Re: [Linux-HA] Auto Failback despite location constrain

2011-05-01 Thread Tim Serong
On 4/29/2011 at 08:25 PM, Stallmann, Andreas astallm...@conet.de wrote: 
 Ha! 
  
 It works. But still, there are two strange (side) effects: 
  
 Firstly, mgmt01 still takes over, if it was disconnected from the net for a  
 time shorter than five minutes.
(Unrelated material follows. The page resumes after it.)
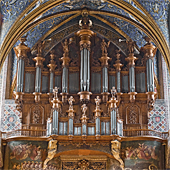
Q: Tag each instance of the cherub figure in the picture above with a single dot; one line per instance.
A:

I mgmt01 stays disconnected for more than 5  
 min, no auto fallback will happen after it's reconnected again. 
  
 Secondly, when mgmt01 comes back after 5min or more, the resources *will*  
 stay on mgmt01 (good so far), but do *restart* on mgmt02 (and that's equally  
 bad as if the services would fallback, because we run phone conferences on  
 the server and those disconnect on every restart of the resources/services). 

 Any ideas *why* the resources restart and how to keep them from doing so? 

I think I'm confused about the exact sequence of events here.  To verify,
you mean mgmt01 goes offline, mgmt02 takes over resources, mgmt01 comes
back online, no failback occurs, but resources are restarted on mgmt02?
Which resources specifically?

This may not be related, but I noticed you seem to have some redundant order
constraints, I would remove them:

  order apache-after-ip inf: sharedIP web_res
  order nagios-after-apache inf: web_res nagios_res

These are not necessary because they are already implied by this group:

  group nag_grp fs_r0 sharedIP web_res nagios_res ajaxterm

 Any ideas *why* mgmt01 has to stay disconnected for 5min or more to prevent  
 an auto fallback? If the network is flapping for some reason, this would lead 
  
 to flapping services, too, and that's really (really!) not desireable. 

No, not really.  If the scores (ptest -Ls) are the same on both nodes, the
resources should stay where they're already running.

I wonder if your ping rule is involved somehow?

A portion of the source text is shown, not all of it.